French container ship major CMA CGM SA and German counterpart Hapag-Lloyd AG have said they won’t send ships on the NSR, citing concerns over the environmental protections.
“The NSR is growing and it’s good if you want to move boxes quickly at a single destination port. But it’s not going to replace the Suez Canal,” a senior Cosco official said.
Updated: 1-13-2022
Danish Spy Agency Frets Over Arctic Operations By China And Russia
Danish intelligence service warned China and Russia are looking to destabilize parts of the Kingdom of Denmark, including Greenland, as these nations’ geopolitical ambitions in the Arctic region are growing.
Espionage and influence operations by Chinese and Russian spy services, including via cyber attacks, pose a threat against authorities, companies and research bodies in Denmark and the semi-autonomous Faroe Islands and Greenland, Danish security and intelligence service PET said on Thursday in its first publication assessing such risks.
“The kingdom is particularly vulnerable in that regard as Chinese or Russian intelligence services can exploit controversial topics to try to create tensions in or between the three parts of the kingdom or complicate relations with allies, particularly the U.S.,” the agency said.

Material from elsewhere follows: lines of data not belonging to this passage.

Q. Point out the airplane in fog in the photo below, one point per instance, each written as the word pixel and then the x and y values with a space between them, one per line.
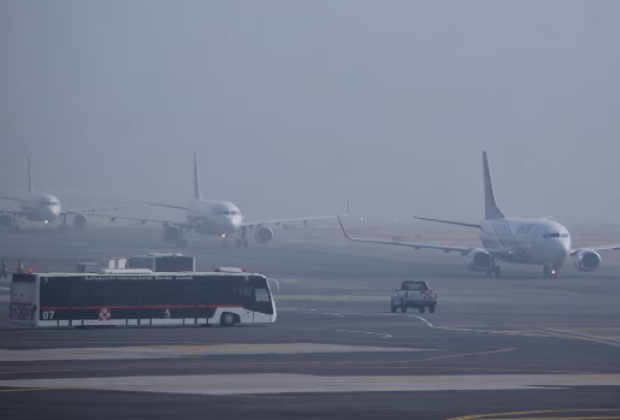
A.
pixel 214 217
pixel 40 207
pixel 524 241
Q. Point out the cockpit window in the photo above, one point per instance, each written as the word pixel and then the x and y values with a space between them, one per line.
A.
pixel 555 235
pixel 227 212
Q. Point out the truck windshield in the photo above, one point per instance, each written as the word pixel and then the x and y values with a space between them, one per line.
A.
pixel 414 286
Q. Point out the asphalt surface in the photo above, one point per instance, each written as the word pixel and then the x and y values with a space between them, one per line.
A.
pixel 537 348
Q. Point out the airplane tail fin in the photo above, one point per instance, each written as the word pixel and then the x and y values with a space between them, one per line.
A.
pixel 197 194
pixel 30 189
pixel 490 207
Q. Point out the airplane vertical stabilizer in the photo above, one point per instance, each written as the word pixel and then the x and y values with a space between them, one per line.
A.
pixel 30 190
pixel 490 208
pixel 197 194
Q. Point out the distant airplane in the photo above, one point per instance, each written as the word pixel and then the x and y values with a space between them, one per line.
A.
pixel 525 241
pixel 214 217
pixel 40 207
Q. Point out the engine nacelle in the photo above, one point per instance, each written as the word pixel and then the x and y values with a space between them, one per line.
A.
pixel 587 260
pixel 79 220
pixel 479 260
pixel 171 234
pixel 263 235
pixel 6 221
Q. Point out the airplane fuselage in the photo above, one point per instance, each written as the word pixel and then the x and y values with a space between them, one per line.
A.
pixel 530 241
pixel 220 218
pixel 40 207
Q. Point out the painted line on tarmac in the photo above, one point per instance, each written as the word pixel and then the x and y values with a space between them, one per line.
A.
pixel 584 336
pixel 498 416
pixel 380 335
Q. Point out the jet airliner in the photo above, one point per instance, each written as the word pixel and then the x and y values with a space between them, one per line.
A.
pixel 541 242
pixel 40 207
pixel 214 217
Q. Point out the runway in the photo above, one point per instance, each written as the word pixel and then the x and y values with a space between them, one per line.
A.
pixel 540 348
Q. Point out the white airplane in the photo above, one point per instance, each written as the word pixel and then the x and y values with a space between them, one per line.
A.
pixel 39 207
pixel 214 217
pixel 525 241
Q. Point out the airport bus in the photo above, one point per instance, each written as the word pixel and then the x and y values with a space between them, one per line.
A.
pixel 162 262
pixel 140 298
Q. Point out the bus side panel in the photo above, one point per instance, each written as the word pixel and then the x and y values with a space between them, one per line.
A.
pixel 23 307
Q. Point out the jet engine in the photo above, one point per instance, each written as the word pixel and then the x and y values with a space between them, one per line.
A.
pixel 587 260
pixel 79 220
pixel 171 234
pixel 6 221
pixel 479 260
pixel 263 234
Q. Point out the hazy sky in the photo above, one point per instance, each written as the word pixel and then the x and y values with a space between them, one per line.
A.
pixel 295 105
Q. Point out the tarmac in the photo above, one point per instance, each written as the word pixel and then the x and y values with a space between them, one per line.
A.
pixel 514 347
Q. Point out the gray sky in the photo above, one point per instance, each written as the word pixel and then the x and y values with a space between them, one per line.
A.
pixel 295 105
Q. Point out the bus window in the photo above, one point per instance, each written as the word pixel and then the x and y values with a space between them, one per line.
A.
pixel 172 264
pixel 261 295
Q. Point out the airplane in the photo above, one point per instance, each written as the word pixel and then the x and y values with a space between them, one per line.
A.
pixel 40 207
pixel 214 217
pixel 542 242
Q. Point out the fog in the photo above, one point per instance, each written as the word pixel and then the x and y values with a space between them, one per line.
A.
pixel 293 106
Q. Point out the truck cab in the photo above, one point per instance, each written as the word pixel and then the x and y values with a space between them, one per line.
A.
pixel 413 294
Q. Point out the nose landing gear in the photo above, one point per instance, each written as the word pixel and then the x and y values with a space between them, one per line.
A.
pixel 242 240
pixel 551 271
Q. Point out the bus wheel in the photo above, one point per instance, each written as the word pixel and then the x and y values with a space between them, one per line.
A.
pixel 227 319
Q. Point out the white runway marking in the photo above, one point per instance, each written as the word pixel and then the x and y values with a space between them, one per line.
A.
pixel 277 383
pixel 163 352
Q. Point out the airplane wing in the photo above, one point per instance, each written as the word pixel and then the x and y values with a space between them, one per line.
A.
pixel 576 251
pixel 277 222
pixel 445 248
pixel 13 212
pixel 169 206
pixel 144 220
pixel 94 209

Greenland and the Faroe Islands are strategically located on the pathway between the Arctic and the North Atlantic. Denmark’s primary security ally, the U.S., has its northernmost base on Greenland and the island’s natural resources have further boosted the interest from Russia and China.
Tensions between Denmark and Greenland, which has a strong independence movement, have grown recently.
The island’s new government, appointed after last year’s general election, has urged to demilitarize Greenland and rejected a 1.5 billion kroner ($230 million) deal struck by the Danish parliament to boost defense spending in the Arctic.
The previous government wanted to attract foreign companies, such as Chinese-backed Greenland Minerals, which were looking to tap the island’s rare-earth metals.